Please enjoy this excerpt from my dissertation. 

From third grade through high school graduation I attended a very small, very conservative Christian school which eschewed the notion of sex education, as such, but nevertheless, made it clear that Christians, particularly Christian women, were expected to remain virgins until marriage. When I was fourteen a friend of mine, we’ll call her Mhysa, was expelled after she got pregnant. She was not expelled for getting pregnant, per se, but because she was pregnant she could no longer hide the fact that she was sexually active which was against the rules. In some ways, this dissertation started that school year when I told the principal that an unmarried, pregnant, teenager needed the community of Christ more than anyone else. I will never forget the principal’s response, “Yes, but not here.”[1]

Two years later, one of my classmates came out to us as gay. Together, my class of twelve people made sure that no teacher or administrator ever heard a whisper of a rumor about his sexuality because we knew he would be expelled if that was the case. For further context, a group of students were caught smoking marijuana in the church van on a school sponsored ski trip.[2] These students were sentenced to in-house suspension meaning that they spent every day for a week at desks in the principal’s office being unimaginably bored. Why, I wondered, was sex so different? If the teachers and administrators believed what they taught us in the mandatory chapel, that all sins were equal in the eyes of God, then why did sexual sin seem to garner so much more earthly punishment than other sins? On top of that, why did sexual sin seem to be biased against women? It seemed, at times, that our bodies were a betrayal—a temptation to sin for the men around us and an undeniable witness to our own culpability through pregnancy.

It is over a decade since I graduated from high school. I am a PhD candidate and I have moved home to help my mother transition after the unexpected loss of my stepfather. I am standing in front of a room of eighteen non-traditional students “teaching” a four hour long course called “Technology Fundamentals” in a building that is a few miles from my high school. Every Tuesday and Thursday night, from six to ten p.m., I watch while the students use a reactive software designed to teach them how to use Word, Excel, and Powerpoint. I am a glorified proctor at a for-profit college and the students that sit in front of me are in one of two mandatory course that they must take before being shunted into their chosen track. Students are required to wear uniforms based on these tracks as part of their professionalization process, so I can tell at a glance what field they’ve chosen: pink scrubs for future dental assistants, blue scrubs for medical assistants and medical office administration, and dark blue jeans with a black button up shirt for future HVAC technicians. This class happens to be all women and the room is all pink and blue. They have developed quite a rapport with each other and seem fascinated by the fact that I am getting a PhD. This is our last week of class and many of the students have already completed their final projects but are here because of the strict attendance policies. Next week the will begin the courses that correspond to their specialization. Tonight, sensing their restlessness and bored to tears myself, I ask if they are willing to help me with my research. They agree quickly, most likely out of a desire to have anything to do.
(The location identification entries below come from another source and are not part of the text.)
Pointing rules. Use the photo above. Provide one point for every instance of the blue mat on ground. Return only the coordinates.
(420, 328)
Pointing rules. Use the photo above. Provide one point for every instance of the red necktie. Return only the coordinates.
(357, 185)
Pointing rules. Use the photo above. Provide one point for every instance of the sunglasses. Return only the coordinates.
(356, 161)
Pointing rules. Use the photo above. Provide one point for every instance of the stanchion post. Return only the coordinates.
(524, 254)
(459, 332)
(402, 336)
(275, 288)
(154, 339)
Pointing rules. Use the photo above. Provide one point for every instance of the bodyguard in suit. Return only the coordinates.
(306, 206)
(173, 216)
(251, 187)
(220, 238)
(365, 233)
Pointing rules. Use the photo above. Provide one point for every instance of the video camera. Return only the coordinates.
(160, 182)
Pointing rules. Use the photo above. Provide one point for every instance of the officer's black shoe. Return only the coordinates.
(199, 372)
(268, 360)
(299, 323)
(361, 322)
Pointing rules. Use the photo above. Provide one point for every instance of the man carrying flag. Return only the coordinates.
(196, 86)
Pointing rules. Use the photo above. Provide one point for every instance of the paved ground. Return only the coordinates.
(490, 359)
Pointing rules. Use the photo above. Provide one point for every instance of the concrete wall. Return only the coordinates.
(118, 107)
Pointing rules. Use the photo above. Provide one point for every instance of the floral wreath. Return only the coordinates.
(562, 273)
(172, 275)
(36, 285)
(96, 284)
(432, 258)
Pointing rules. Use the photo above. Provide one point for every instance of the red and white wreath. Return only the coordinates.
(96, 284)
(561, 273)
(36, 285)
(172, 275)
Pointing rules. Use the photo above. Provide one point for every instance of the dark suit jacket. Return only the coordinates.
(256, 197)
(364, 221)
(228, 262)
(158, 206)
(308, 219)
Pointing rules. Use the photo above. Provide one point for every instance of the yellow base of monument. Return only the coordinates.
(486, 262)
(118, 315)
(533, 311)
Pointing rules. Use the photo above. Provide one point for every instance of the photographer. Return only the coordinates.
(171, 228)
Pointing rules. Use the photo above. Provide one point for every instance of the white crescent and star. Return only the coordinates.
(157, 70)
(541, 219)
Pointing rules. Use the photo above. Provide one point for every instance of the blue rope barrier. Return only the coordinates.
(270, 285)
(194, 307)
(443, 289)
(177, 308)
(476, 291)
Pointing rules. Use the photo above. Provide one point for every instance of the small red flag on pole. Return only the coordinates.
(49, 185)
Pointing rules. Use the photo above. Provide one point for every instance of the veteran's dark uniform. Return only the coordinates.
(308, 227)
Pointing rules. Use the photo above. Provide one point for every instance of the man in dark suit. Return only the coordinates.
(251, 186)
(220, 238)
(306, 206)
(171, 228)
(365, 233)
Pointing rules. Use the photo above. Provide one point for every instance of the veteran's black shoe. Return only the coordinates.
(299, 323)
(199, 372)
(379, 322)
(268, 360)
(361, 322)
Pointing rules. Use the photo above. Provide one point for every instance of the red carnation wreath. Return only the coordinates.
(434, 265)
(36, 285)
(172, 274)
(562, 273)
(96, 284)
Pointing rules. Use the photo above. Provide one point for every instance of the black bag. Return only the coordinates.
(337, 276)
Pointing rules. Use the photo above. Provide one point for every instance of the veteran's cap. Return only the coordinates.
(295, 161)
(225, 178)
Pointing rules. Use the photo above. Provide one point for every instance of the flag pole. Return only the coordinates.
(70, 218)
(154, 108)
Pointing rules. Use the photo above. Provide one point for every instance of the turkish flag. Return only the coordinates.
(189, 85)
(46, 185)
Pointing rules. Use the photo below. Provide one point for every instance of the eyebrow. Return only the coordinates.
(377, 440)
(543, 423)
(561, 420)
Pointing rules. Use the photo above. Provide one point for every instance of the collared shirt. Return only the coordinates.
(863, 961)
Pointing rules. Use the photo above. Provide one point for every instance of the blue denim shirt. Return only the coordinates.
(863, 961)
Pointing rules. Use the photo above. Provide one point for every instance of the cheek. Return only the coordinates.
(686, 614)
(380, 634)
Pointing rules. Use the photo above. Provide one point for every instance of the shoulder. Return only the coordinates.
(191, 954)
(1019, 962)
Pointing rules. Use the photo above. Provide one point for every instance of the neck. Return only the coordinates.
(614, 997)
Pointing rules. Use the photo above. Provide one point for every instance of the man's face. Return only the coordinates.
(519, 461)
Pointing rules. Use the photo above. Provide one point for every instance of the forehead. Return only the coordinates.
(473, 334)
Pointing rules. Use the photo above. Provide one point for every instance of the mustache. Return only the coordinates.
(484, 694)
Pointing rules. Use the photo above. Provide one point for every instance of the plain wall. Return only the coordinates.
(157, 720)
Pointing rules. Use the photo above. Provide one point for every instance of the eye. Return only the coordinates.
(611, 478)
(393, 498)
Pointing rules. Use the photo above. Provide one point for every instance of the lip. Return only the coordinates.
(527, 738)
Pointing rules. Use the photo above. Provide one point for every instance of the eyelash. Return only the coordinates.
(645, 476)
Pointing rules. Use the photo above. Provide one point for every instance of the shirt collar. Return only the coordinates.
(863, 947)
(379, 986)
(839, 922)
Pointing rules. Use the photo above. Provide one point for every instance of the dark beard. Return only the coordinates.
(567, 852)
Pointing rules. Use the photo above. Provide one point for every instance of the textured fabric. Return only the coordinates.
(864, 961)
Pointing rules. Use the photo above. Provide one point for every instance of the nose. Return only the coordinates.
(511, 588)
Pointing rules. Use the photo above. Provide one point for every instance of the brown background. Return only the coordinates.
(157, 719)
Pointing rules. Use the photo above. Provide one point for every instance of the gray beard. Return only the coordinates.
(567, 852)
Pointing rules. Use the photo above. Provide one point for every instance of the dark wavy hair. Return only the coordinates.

“What is virginity?” I ask.

“Virginity means that you haven’t had sex yet,” says a gregarious student in pink scrubs.

“Ah! So, can you tell me what sex is?”

 

Various answers come from around the room and I write keywords on the whiteboard. After taking a look at the words they have suggested, all of which seem to indicate that penile-vaginal intercourse defines sex, I ask, “So, if this is sex, then what do lesbians do? Or are all lesbians virgins?” They laugh and I launch into an explanation of my research on virginity.

I have done this exercise many times, in many classes, but this is the first time I am doing it in a classroom made up exclusively of non-traditional students. These are not the college freshmen who seem so self-assured when I ask what a virgin is (and why wouldn’t they be, given that many of them have spent several years in abstinence-only education classes in middle and high school) but so perplexed and shy when I ask what sex is. Instead, these are adults, people who came of age before abstinence-only education was federally mandated. Many of these students have kids of their own, some even have grandkids, and one works at an adult bookstore. Yet, the question, “what is virginity,” so simply and confidently answered at first, proves to be a stumbling block even for this group of experienced adults.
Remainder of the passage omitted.